世界の相続事情を知るうえで、日本人にとって実務的に重要なのが「国際相続」の問題です。日本の法律では、相続は原則として亡くなった方の本国法によって処理されます。つまり日本人が海外で亡くなっても、日本の民法にもとづいて相続人や相続分が判断されるのが基本です。

一方で、不動産については所在地の法律を適用するという考え方を採る国も多く、たとえば海外に不動産を持っている場合、その国の手続きに従わなければ名義変更ができないことがあります。英米法系の国では、遺産をいったん人格代表者が管理・清算してから相続人へ引き渡す「プロベート」という裁判所手続きが必要になり、解決までに1年以上かかることも珍しくありません。

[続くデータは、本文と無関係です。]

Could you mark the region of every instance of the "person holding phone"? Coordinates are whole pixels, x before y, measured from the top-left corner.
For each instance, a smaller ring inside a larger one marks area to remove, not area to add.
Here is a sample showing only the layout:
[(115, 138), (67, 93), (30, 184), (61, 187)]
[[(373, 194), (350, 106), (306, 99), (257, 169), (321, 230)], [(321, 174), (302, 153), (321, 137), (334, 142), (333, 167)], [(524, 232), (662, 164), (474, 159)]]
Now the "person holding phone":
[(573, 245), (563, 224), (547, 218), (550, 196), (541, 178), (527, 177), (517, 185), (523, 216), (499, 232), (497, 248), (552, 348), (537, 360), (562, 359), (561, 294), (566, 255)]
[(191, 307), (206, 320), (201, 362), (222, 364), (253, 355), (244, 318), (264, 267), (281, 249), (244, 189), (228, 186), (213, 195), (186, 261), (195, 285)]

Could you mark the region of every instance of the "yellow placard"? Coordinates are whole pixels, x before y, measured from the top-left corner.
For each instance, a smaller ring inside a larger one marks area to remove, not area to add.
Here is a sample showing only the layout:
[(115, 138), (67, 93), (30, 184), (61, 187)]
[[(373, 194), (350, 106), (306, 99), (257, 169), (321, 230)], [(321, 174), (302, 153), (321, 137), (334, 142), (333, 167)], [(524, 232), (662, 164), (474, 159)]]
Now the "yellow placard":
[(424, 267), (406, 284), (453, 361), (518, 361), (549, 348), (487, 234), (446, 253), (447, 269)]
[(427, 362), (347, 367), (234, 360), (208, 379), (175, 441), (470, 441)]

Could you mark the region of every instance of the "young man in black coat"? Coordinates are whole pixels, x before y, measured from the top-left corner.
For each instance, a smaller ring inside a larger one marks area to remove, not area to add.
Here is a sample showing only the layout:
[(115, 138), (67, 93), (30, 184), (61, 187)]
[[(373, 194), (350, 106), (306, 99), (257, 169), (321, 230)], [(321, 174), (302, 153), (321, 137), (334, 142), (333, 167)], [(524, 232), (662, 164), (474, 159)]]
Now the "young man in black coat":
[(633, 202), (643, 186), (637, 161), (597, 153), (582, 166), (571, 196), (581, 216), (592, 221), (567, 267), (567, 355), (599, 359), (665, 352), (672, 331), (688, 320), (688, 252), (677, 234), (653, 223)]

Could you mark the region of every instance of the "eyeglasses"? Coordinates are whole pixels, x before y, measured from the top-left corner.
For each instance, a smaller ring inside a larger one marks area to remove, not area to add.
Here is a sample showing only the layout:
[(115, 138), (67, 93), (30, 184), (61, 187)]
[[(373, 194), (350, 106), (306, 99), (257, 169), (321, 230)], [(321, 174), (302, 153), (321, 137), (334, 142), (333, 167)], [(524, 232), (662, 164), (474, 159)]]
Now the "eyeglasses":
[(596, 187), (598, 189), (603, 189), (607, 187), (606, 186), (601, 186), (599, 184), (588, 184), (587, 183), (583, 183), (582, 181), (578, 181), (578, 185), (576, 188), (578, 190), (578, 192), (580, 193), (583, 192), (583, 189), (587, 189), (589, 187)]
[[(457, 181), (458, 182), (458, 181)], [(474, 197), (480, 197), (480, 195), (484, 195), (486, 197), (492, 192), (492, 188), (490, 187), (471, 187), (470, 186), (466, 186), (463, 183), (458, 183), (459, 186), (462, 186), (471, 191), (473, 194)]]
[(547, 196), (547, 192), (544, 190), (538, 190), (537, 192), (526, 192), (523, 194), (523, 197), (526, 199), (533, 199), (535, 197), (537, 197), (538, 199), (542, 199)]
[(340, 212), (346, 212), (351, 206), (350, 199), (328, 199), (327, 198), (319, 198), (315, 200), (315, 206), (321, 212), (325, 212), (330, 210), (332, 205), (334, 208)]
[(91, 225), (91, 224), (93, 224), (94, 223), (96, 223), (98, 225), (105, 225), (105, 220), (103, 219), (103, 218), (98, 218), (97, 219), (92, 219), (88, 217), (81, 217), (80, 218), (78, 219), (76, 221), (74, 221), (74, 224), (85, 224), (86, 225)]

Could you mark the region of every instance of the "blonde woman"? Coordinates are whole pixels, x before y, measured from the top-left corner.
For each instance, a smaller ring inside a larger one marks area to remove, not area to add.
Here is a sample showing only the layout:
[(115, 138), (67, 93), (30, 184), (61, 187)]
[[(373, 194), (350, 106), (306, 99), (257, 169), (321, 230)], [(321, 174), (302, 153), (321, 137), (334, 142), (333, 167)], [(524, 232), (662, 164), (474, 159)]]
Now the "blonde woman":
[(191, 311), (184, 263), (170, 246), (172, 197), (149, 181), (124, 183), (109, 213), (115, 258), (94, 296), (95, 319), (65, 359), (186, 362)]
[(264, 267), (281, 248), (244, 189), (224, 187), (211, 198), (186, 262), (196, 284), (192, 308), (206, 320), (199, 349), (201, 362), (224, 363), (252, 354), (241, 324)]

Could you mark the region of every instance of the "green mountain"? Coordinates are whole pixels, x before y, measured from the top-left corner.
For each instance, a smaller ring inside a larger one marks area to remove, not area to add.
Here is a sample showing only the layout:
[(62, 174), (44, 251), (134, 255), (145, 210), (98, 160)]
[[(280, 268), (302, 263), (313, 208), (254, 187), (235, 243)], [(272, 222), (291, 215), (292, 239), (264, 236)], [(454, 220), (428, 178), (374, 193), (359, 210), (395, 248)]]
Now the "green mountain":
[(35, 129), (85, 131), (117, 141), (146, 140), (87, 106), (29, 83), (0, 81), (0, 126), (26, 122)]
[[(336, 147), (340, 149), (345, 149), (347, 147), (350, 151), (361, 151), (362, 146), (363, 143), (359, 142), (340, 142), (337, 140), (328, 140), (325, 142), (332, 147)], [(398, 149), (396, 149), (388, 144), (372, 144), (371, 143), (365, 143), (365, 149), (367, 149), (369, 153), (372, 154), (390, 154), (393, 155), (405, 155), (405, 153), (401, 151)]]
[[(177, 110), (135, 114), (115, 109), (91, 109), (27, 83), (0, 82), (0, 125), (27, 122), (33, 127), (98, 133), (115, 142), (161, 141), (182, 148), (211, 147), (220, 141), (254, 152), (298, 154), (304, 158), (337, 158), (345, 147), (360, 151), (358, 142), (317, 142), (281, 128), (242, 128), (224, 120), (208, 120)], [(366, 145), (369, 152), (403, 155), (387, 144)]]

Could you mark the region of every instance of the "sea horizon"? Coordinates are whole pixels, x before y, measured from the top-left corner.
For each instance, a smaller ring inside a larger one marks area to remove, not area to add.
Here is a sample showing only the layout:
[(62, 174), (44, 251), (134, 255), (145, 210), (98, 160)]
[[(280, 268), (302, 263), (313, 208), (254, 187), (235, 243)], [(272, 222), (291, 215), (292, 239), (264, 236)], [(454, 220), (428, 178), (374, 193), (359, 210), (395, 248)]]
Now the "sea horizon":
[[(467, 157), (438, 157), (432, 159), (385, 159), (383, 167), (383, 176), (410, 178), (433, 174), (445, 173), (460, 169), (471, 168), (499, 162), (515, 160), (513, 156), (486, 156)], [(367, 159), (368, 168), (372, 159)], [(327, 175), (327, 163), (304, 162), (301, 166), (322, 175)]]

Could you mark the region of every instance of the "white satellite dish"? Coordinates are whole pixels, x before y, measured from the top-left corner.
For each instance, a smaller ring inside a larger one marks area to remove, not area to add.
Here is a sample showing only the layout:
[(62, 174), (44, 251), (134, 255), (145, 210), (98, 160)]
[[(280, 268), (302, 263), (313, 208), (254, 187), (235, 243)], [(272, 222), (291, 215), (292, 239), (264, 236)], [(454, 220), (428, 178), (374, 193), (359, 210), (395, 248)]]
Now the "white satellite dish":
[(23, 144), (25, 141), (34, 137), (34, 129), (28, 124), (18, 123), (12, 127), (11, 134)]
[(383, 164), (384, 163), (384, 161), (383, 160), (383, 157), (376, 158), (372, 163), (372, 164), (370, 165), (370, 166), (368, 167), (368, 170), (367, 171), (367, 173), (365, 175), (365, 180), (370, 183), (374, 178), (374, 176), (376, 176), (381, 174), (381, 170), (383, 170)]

税金の面でも違いは大きく、シンガポール、香港、マレーシア、オーストラリア、カナダ、スウェーデン、UAEなど相続税を課さない国は複数あります。ただし相続税がない国でも、キャピタルゲイン課税など別の形で課税されることがあり、単純に「税金ゼロ」とは限りません。また日本の居住者であれば、海外資産にも日本の相続税がかかるのが原則です。

海外資産や国際結婚が関わるケースでは、公正証書遺言の作成、現地での遺言登録、財産目録の整備が有効な備えになります。判断に迷う場合は、国際相続に対応した税理士や司法書士へ早めに相談し、必要に応じて生命保険や信託といった選択肢も検討すると安心です。無料相談から始められるサービスも増えているため、まずは情報収集から始めてみてはいかがでしょうか。

まとめ

相続の概念がない国があるかという疑問に対しては、「法制度が完全にゼロの国はほぼないが、日本型の相続概念が通用しない社会は確かに存在する」というのが答えです。イスラム法の国では宗教が配分を定め遺言の自由が制限され、太平洋やアフリカの慣習法社会では財産が氏族に帰属します。狩猟採集社会に至っては、私有財産がないため相続そのものが不要でした。

これらを知ると、日本の相続制度は世界共通の常識ではなく、私有財産と家族単位の承継を前提とした一つの形にすぎないことがわかります。海外に資産や家族を持つ方は、準拠法・現地手続き・税金の三点を早めに確認し、遺言や専門家相談で備えておくことが、大切な人を守る最善の方法です。

よくある質問(Q&A)

Q1. 相続税がない国はどこですか?
シンガポール、香港、マレーシア、オーストラリア、カナダ、ニュージーランド、スウェーデン、ノルウェー、UAEなどが代表例です。ただし譲渡益課税など別の税負担が生じる場合があり、日本の居住者は海外資産にも日本の相続税がかかる点に注意が必要です。

Q2. 遺言で自由に相続人を決められない国はありますか?
あります。サウジアラビアやUAEなどイスラム法を基礎とする国では、遺言で処分できるのは原則3分の1までです。またフランスやドイツなど大陸法系の国にも、日本の遺留分に近い制度があり、完全な自由ではありません。

Q3. 日本人が海外で亡くなった場合、どの国の法律が適用されますか?
日本の国際私法では被相続人の本国法が原則となるため、日本人であれば日本の民法が基準になります。ただし不動産所在地国の法律や手続きが優先される場面もあるため、財産の所在国ごとの確認が欠かせません。

Q4. 海外に不動産があると相続手続きは大変ですか?
国によってはプロベートと呼ばれる裁判所手続きが必要で、1年以上かかることもあります。現地語の書類や公証手続きも求められるため、生前に現地で有効な遺言を用意しておくと負担を大幅に減らせます。

Q5. 男女で相続分が違う国は今もありますか?
はい、イスラム法を採用する国々では、同順位でも男性が女性の2倍を受け取る配分が基本です。アフリカやオセアニアの慣習法が強い地域でも、男系承継が続いている例が残っています。